In Andre's model, - and = would become free lexical variables, and the
optimization would be defeated.

> However, in the most common case where f does not mutate any free variables, or
> refer to any procedure that does, the first encoding can be simplified to the
> second.

For the simplification to take place, f cannot even reference a mutable
variable or call a procedure that either mutates or references a mutable
variable. I'm not certain that this is the common case for all or even
most of the libraries that people are going to write. I'm not sure if
it's even true for most primitives. Consider - and =, used in the example
above. Both can end up calling raise in certain circumstances, and raise
probably references a mutable variable holding the current exception
handler. Thus neither - nor = would be subject to the simplification.

Even if it were true for most exported variables, all it takes is one
reference to one variable that does access mutable state, directly or
indirectly, in one of a group of mutually recursive procedures to inhibit
the closure-elimination optimization for all of them.

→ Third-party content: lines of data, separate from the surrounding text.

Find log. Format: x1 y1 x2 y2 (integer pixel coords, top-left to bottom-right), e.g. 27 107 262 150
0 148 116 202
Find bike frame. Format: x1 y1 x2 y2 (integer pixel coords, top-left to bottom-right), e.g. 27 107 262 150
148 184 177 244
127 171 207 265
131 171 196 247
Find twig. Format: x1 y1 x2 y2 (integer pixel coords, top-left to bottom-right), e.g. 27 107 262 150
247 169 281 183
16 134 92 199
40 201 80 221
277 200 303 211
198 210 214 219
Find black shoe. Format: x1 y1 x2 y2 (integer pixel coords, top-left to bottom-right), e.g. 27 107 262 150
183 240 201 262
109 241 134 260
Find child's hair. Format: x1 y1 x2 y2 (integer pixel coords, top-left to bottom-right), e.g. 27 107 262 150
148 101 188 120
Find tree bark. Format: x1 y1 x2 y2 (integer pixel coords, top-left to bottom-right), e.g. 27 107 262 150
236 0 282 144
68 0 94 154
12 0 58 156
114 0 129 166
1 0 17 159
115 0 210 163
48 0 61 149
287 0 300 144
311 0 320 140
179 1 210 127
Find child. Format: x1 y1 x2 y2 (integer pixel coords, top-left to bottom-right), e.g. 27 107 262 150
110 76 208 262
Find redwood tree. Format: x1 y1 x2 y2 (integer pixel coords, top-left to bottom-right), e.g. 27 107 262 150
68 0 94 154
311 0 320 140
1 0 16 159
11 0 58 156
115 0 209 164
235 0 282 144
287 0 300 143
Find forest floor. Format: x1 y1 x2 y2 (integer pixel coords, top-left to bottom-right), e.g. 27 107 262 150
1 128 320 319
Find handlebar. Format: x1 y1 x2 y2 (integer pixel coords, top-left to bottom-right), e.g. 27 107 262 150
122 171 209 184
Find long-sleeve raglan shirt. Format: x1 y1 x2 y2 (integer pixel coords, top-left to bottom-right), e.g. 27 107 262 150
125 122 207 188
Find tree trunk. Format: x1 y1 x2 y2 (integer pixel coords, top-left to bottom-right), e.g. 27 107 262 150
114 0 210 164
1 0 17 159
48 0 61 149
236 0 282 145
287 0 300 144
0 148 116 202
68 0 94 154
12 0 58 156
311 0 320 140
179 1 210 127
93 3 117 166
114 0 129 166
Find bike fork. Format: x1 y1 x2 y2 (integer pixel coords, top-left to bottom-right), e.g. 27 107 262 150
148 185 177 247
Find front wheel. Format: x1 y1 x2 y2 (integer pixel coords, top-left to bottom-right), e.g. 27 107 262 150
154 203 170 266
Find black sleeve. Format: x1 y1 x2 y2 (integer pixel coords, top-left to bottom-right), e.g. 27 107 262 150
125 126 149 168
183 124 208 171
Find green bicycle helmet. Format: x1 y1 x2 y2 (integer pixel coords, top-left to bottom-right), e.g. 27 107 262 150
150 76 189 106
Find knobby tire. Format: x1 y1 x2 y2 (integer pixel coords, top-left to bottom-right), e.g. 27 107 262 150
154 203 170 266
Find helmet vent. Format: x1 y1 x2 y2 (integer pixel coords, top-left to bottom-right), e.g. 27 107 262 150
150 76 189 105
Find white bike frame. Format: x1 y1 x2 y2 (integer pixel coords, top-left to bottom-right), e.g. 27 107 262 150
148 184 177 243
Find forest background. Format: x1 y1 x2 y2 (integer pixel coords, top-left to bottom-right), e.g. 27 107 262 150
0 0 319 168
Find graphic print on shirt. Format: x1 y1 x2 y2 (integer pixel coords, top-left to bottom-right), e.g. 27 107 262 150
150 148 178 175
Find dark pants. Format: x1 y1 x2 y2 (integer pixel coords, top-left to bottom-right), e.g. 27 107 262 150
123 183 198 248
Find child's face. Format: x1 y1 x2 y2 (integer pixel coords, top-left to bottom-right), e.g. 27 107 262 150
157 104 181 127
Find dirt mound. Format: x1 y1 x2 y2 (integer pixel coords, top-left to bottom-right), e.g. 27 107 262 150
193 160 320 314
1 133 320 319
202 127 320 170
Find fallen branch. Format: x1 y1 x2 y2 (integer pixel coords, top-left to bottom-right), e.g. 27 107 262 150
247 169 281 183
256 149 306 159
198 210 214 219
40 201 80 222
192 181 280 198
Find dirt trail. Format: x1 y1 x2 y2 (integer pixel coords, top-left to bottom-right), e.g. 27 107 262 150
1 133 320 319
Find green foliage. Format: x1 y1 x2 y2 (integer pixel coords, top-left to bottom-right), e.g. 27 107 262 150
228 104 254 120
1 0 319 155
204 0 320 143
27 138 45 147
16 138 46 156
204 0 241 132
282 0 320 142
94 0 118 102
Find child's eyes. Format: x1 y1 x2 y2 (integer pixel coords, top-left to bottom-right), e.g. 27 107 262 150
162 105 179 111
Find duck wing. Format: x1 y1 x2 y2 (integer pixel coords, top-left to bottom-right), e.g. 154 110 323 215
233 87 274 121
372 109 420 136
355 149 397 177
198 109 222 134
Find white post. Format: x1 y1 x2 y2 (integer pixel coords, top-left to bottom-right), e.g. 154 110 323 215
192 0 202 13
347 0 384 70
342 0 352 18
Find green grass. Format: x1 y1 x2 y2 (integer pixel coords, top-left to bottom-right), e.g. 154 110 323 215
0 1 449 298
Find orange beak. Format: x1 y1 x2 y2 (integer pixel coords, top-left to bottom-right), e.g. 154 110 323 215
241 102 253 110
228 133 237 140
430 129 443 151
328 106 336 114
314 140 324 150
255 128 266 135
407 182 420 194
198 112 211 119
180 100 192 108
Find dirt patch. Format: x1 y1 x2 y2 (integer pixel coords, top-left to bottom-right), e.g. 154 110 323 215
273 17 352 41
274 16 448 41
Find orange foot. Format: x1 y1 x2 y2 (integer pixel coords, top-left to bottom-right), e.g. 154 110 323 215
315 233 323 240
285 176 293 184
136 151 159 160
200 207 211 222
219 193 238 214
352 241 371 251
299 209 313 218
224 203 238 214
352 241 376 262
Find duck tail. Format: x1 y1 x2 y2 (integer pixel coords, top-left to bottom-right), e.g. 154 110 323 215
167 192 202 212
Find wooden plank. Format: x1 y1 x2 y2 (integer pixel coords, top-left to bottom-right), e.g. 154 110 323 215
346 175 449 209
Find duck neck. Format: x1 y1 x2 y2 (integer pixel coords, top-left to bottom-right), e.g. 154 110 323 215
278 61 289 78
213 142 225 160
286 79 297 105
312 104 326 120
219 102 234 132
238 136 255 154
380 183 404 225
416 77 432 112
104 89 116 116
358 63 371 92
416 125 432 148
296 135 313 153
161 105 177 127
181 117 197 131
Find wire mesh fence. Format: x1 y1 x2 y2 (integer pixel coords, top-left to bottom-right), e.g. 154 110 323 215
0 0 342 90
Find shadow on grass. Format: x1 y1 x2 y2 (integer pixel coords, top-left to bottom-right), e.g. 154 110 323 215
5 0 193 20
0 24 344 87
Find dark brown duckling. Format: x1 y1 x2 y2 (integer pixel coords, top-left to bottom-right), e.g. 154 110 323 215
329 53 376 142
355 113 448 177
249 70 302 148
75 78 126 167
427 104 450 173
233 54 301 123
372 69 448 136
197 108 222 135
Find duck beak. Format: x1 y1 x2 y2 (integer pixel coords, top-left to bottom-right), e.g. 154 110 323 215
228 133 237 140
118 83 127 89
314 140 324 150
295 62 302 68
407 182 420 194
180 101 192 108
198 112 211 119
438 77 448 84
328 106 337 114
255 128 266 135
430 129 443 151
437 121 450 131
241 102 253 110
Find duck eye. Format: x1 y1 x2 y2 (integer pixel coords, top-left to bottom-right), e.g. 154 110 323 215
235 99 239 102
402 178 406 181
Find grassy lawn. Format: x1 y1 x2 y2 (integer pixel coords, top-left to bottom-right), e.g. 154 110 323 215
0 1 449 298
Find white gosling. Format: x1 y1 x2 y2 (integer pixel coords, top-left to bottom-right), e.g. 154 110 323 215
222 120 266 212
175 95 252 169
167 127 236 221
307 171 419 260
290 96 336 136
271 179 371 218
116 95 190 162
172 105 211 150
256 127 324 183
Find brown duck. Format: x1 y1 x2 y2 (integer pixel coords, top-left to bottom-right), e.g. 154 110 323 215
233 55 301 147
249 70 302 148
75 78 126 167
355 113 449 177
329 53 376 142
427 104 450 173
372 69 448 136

> Whether compiler writers wish to spend time on this optimization is a
> separate question, though.

Yes, it is. One of the goals of the library subsystem is to support the
generation of efficient code. I consider increasing the size and/or
nesting of closures and inhibiting useful optimizations that are already
performed in practice poor support indeed. Even if your claim that the
overhead can be eliminated in most cases turns out to be true, a developer
has only so much time to spend on optimizations and can add only so much
complexity to a compiler before it becomes unwieldy or inefficient. If we
have to spend time trying to overcome hurdles placed in front of us by the
library system, the end result will necessarily be less efficient code.